`fst::compress_fst` can't seem to be read back in in another language #223

xiaodaigh · 2019-11-11T23:44:23Z

I wonder if there are any additional bytes or any settings I need to be aware of about the fst::compress_fst function.

For example, in R I write the compressed bytes to disk

a = writeBin(1:10, raw(), size = 4)
ca = fst::compress_fst(a, compression = 50)
writeBin(ca, "d:/data/plsdel.io")

and I try to read it back using Julia

using CodecZstd
ca = open("d:/data/plsdel.io", "r") do io
     read(io)
end

transcode(ZstdDecompressor, ca)

gives error.

I wonder if the compression in fst are interopable with elsewhere in general?

The text was updated successfully, but these errors were encountered:

xiaodaigh · 2019-11-11T23:52:09Z

In contrast the {lz4} package seems to work https://github.com/bwlewis/lz4

library(lz4)
a = writeBin(1:10, raw(), size = 4)
ca = lzCompress(a)
writeBin(ca, "d:/data/plsdel.io")

works with

using CodecLz4

a = open("/mnt/d/data/plsdel.io", "r") do io
       read(io)
end
transcode(LZ4Decompressor, a)
reinterpret(Int32, a) # 1, 2, ..., 10

MarcusKlik · 2019-11-12T10:06:25Z

Hi @xiaodaigh,

you're right, the raw vector result from fst::compress_fst() is not a default LZ4 (or ZSTD) compression result!

The reason is that fst::compress_fst() divides the input in blocks to allow for parallel compression of each block (increasing performance). So the result is basically a few default LZ4 compression results pasted together with a small amount of metadata at the start.

Would it be interesting to have an option to force a compatible result (e.g. compatibility_mode = TRUE) ?

xiaodaigh · 2019-11-12T10:12:39Z

Or is it possible to know the cuts points and the length of meta data, so the reader can be multithreaded in the read too? Compat mode would be nice too.

MarcusKlik · 2019-11-12T10:31:29Z

Hi @xiaodaigh, yes certainly!

the block sizes are calculated in this code and the metadata format is specified here.

For a reader application to read the compressed raw vector, the metadata should be interpreted first. For example, the actual compressor used can be found in the metadata.

So, it's not to difficult to write code to read a stream compressed with compress_fst(). The question is off course, if it would be interesting enough to the user, as there are alternative formats that allow for a large number of compressors (think zip or 7z 😸)

xiaodaigh · 2019-11-12T10:55:07Z

If I follow those formats, can I theoretically write a fst reader/writer in pure Julia?

MarcusKlik · 2019-11-13T09:25:35Z

Hi @xiaodaigh, yes, that would be relatively simple if you have the LZ4 and ZSTD compressors available.

I've created a function in pure R to decompress a file with compressed data.
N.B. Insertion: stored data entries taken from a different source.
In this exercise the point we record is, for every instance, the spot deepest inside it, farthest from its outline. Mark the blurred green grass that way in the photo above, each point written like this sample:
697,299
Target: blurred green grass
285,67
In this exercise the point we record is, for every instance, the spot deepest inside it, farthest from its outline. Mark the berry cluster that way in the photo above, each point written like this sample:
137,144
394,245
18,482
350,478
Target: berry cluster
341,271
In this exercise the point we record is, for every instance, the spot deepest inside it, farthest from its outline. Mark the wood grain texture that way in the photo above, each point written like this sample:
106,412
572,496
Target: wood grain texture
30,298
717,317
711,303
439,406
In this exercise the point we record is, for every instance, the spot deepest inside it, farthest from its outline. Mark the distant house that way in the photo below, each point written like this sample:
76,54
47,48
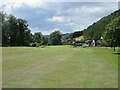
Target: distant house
79,38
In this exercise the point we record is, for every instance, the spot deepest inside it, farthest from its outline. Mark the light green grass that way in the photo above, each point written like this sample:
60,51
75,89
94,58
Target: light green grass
51,67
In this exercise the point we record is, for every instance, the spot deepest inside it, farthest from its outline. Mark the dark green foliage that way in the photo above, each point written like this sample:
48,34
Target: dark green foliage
55,38
112,33
76,34
15,32
96,30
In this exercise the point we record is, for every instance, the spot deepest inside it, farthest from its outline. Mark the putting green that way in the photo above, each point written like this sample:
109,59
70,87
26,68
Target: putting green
64,67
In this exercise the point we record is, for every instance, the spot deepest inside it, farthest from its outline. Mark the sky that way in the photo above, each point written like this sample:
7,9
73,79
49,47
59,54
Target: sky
66,17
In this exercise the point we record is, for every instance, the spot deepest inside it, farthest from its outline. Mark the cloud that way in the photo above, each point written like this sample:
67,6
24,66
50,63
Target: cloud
9,5
56,18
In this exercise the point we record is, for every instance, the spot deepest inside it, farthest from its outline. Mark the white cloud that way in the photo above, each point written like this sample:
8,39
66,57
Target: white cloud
9,5
56,18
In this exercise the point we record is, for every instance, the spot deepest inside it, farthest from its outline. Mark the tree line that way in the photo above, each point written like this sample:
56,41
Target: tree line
15,32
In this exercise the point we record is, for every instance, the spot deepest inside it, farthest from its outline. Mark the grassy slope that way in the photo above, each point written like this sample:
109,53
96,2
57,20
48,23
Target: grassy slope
59,67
By following the same strategy in Julia, you can create a (de-)compressor for these type of files!

library(dplyr)
library(bit64)

# helper to convert an unsinged int to a bit64
uint_to_long <- function(unigned_int) {
  high_bit <- bitwShiftR(unigned_int, 31)
  low_bits <- bitwAnd(unigned_int, 2147483647)
  
  bit64::as.integer64(1073741824L) * 2 * high_bit + bit64::as.integer64(low_bits)
}

# helper to convert two integers to a bit64
ints_to_long <- function(low_int, high_int) {
  bit64::as.integer64(1073741824L) * 4 * uint_to_long(high_int) +
    uint_to_long(low_int)
}

decompress_cfst <- function(path) {

  # open binary connection
  cfst_file <- file(path, "rb")

  # first few header bytes
  params <- readBin(cfst_file, "integer", 4)
  
  block_size <- uint_to_long(params[2])
  version <- uint_to_long(params[3])
  compression_algorithm <- bitwAnd(params[4], 2147483647)
  
  # read some more header
  params <- readBin(cfst_file, "integer", 4)
  
  vec_length <- ints_to_long(params[1], params[2])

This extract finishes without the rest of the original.